Tasha, you won the Thai silk scarf on the giveaway on my blog. Email me at lilly@lillyslife.com with the address I should send it to. Woo Hoo!!

Goddess said...

You have been awarded at our site. Congratulations!

Abid said...

Good that everything is fine. Forget about the US. In India, I know of family friend who never made it giving a ride to a stranger. Maybe not the best thing to say here. The point is that it is becoming more and more difficult to help anyone anymore.

Karen, author of "My Funny Dad, Harry" said...

That is scary! It is hard to pass people by who need a ride, but it's just dangerous, especially for a woman driving alone. I'm glad nothing bad happened to you, but wasting an hour and half of your time. I'm sure your husband was frantic!

redchair said...

Hi Tasha,
It's sad comment on our society, but your husband is right. If someone is not actually standing directly near their car- never stop or pick up a lone hitchhiker- male of female. You just don't know.

I was going home one night from work -middle of Hollywood. (It was quite late- maybe 10 pm) I simply stopped at a red light and a man jumped from the curb and opened the passenger side of my car. I instintively hit the excellerator before he could get into my car- and made a quick right turn to keep from being hit by oncoming traffic. I could hear him yell out as he went sailing into the street. I drove several block before I stopped to close the door. He was definitely up to 'no good.'
Another good safety lesson: Make sure all your doors are locked sweetfirl.
Vikki

Pearl said...

I hitchhiked quite a bit in the late 70s and early 80s. Not very smart, I know. I stopped doing that when a man who picked me up spent the full time telling me how I should NEVER get into a car with out-of-state plates, how if I did, I should look at the door handles before I got inside the car (to make sure they were there) and that I was pretty and what time were people expecting me?

Pearl

Tina said...

all sounds rather scary! you just never know if anyone is genuine enough these days unfortunately.

better to be safe then sorry i guess :)

thanks for adding me to your blogroll. i have added you to mine too and following you

LarryG said...

what a title!
glad it turned out ok!

attygnorris said...

What's wrong with picking up hitch-hikers?

Bad joke. Yes, you are very lucky that nothing happened to you. You better listen to your husband and NEVER do that again!

Davida

Matt said...

Tasha, we all do something very much like that at one time or other in our lives. Luckily for you it ended well. These days, however, I would suggest calling for help for the person and that is all. Unfortunately, that is all the help one can afford to give these days, for their own sake.

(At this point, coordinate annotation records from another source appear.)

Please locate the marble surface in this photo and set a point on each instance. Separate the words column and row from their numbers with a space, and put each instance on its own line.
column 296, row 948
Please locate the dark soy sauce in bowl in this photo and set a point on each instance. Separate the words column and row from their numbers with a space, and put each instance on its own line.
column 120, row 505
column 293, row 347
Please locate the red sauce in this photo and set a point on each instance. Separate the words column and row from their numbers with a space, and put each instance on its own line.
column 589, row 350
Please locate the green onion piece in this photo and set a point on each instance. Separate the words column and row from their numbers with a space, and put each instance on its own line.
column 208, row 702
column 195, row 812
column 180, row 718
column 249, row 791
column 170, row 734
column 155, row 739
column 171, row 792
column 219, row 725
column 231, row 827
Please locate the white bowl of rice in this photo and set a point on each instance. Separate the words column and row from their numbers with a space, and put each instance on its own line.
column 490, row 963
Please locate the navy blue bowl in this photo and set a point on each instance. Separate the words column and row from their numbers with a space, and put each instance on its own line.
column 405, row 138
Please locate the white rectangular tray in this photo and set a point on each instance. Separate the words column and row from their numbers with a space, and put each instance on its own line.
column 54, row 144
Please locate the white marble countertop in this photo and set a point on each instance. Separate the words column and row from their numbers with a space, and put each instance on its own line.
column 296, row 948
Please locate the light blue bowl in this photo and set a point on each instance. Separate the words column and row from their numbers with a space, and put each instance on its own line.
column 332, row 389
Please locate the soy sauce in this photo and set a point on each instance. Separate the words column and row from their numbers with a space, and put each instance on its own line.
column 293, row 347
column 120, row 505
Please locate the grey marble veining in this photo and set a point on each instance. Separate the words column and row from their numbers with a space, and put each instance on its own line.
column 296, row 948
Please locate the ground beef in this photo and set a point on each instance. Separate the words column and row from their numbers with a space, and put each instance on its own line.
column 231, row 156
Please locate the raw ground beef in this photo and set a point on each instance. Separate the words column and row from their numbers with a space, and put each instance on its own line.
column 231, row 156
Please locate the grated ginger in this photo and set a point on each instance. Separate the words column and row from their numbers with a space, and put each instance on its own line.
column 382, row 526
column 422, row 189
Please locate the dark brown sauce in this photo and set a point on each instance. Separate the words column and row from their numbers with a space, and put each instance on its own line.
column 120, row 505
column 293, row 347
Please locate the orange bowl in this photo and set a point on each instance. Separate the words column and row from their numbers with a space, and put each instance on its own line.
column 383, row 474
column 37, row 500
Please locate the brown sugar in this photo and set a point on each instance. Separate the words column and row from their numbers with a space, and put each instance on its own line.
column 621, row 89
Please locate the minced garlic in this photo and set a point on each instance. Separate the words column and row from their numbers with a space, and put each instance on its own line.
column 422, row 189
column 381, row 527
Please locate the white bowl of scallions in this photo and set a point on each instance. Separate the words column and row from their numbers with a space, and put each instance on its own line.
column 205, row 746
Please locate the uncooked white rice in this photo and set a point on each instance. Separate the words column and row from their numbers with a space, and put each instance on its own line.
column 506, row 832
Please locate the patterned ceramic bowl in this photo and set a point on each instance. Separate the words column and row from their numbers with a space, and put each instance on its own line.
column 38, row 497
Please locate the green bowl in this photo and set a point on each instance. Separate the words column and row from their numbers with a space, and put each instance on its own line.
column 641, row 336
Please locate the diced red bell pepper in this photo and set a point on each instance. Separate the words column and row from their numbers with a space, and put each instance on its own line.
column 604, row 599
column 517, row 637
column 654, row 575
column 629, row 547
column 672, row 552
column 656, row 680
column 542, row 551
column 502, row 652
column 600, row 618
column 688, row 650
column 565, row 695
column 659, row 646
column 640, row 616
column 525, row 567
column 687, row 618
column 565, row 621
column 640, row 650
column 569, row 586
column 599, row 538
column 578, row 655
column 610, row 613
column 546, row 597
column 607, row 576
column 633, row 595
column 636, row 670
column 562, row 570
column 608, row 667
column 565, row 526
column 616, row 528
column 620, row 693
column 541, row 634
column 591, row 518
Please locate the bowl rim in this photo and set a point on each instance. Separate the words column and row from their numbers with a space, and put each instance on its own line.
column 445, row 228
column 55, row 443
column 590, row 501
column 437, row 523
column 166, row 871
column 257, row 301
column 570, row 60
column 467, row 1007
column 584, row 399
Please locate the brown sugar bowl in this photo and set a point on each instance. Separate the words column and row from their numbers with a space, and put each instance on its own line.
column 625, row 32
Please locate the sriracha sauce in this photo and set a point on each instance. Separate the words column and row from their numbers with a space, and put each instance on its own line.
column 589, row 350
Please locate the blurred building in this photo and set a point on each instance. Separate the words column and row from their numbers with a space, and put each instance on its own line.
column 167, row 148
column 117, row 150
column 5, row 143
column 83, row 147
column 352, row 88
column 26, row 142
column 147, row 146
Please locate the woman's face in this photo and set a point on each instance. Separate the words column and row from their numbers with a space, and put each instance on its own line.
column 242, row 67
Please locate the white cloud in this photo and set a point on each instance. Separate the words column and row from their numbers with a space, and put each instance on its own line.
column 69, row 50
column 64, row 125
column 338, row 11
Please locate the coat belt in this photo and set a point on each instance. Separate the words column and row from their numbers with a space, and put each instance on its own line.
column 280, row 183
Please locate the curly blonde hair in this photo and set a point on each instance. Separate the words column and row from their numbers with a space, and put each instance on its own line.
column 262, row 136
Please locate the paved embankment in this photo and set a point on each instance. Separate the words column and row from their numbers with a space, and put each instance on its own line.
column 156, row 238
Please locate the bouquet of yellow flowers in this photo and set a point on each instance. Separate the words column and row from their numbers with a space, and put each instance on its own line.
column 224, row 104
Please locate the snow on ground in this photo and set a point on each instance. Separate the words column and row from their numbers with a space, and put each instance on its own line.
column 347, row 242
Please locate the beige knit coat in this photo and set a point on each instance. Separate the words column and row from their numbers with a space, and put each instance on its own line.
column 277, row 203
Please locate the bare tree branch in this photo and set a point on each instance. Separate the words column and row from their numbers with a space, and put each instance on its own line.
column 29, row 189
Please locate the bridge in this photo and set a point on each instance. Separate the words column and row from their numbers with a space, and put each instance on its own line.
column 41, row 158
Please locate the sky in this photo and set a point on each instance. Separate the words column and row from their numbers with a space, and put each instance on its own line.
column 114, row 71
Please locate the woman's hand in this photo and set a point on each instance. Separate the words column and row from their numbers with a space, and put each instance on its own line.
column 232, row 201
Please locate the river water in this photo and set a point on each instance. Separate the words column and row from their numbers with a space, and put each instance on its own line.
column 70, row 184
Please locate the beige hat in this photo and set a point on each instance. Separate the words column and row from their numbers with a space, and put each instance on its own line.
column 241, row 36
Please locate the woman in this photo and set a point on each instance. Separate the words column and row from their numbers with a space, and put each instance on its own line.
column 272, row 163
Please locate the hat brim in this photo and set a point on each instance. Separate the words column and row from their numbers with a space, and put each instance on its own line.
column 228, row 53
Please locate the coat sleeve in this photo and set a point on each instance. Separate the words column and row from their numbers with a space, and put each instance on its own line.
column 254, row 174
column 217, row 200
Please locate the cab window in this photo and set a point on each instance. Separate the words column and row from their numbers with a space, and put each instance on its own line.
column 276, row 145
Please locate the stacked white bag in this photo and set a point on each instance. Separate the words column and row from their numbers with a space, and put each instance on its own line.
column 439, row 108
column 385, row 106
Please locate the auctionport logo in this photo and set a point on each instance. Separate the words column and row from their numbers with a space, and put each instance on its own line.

But it does show what a kind heart you have, and also how smart you are for the way you kept in touch with your husband and let the stranger know you were not going to put up with any funny business. Good for you.

tashabud said...

@ Hi Lilly,
Thanks so much for my Thai silk prize. Now I have something to indulge myself with when I feel like the queen of Tetons. Hehe.

@ Hi Goddess,
Much surprised to get an award from you. I shall come by soon to receive it. Thanks so much.

@ Hi Abid,
You're right, not just in the U.S. Even in my native land of the Philippines is like that now, too. Each time my sister and I go there, our relatives tell us of the dangers of it, too, especially if they know that you come from the abroad. Thanks for reading and commenting.

@ Hi Karen,
So hard not to feel sorry for them. But I suppose I have to put my security first and foremost. Thanks for reading and commenting.

@ Hi Vikki,
Now, that one is scary. I would have done the same thing. You're right, that guy was on to no good for him to just open your door, without being invited in. I've been locking my car doors, too, since hearing about car knappings happening a few years back. I wish I can convince my family to do the same. Thanks for reading and commenting.

@ Hi Pearl,
Now, that is something that I could not do at all. I thought I was brave, you're insanely braver! I'm glad nothing bad happened to you, too. As old as I am, I'm still learning everyday. Thanks for reading and commenting.

@ Hi Tina,
Good to see you here again. It sure was scary, and I don't recommend anybody to do. You're very welcome to the link. Thanks for reading and commenting.

@ Hi Larry,
Good to see you here again. Glad that the title piqued your curiousity! LOL. Thanks for reading and commenting

@ Hi Davida,
Nice to make your acquaintance here. There's nothing wrong with picking up hitchhikers if all people in the world are saints. Unfortunately this is not the case in our world, huh? Unfortunately, seeing them out there in the elements just tugs at my heart strings to the point that I made a bad decision of giving one of them a ride. Thanks for reading and commenting.

@ Hi Matt,
Yep, that sure was one of my bad decisions. God must have been watching over me that day, for my hitchhiker didn't do anything bad to me. The man just left me with a van that reeked with gas odor for months long after that. However, the experience taught me a valuable lesson. And yep, not doing that again. Thanks for reading and commenting.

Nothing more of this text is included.